Mercoledì 16 Ottobre 2013, 17:24
03 Febbraio 2016, 03:46
(ANSA) - Rome, October 19 - A Rome military prosecutor on
Wednesday asked for life imprisonment for the last surviving
German officer who allegedly took part in the massacre of
thousands of Italian soldiers on the Greek island of Cephalonia
in World War II.
The defendant, 90-year-old ex-corporal Alfred Stork, is
accused of ordering the execution of "at least 117 Italian
officers" after they surrendered, said Rome Prosecutor Marco De
Paolis.
Among the evidence is a 2005 confession, later retracted,
in which Stork told German prosecutors he was a member of one of
the two execution platoons.
The incident was just one episode amid a much larger
massacre which came after the 1943 armistice between Italy and
the Allies that instructed Italian troops to switch sides.
After news of the September 8 armistice filtered across
to the island on September 14, 1943, General Antonio Gandin told
each of his men in the Acqui division to follow his own
conscience and choose between three alternatives: fight on
alongside the Germans, surrender his weapons, or keep them and
resist German attacks.
Over the next eight days, 1,300 men died in battle, 5,155
were shot after being taken prisoner, and 3,000 drowned when
a ship carrying them to Nazi concentration camps sank.

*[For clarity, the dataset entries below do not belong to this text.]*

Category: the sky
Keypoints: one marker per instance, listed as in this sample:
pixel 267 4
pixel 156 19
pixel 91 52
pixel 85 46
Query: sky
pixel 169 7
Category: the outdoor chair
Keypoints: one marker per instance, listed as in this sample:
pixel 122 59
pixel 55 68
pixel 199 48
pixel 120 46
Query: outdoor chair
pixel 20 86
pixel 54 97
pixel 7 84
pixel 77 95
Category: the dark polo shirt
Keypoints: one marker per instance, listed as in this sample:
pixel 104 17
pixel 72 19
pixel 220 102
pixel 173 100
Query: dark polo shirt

The bodies of 200 men were tossed down a well, from which
they were only recovered and sent back home a few months
before former Italian president Carlo Azeglio Ciampi's visit in
2001.
To the outrage of Italy, a German court cleared then
86-year-old former lieutenant Otmar Muhlhauser of war-crime
charges in 2006.
Muhlhauser, who died in 2009, reportedly admitted he had
personally ordered the execution of hundreds of soldiers
including General Gandin.
The incident forms the backdrop to the best-selling 1994
novel, Captain Corelli's Mandolin, which became a film in 2001
starring Nicholas Cage and Penelope Cruz.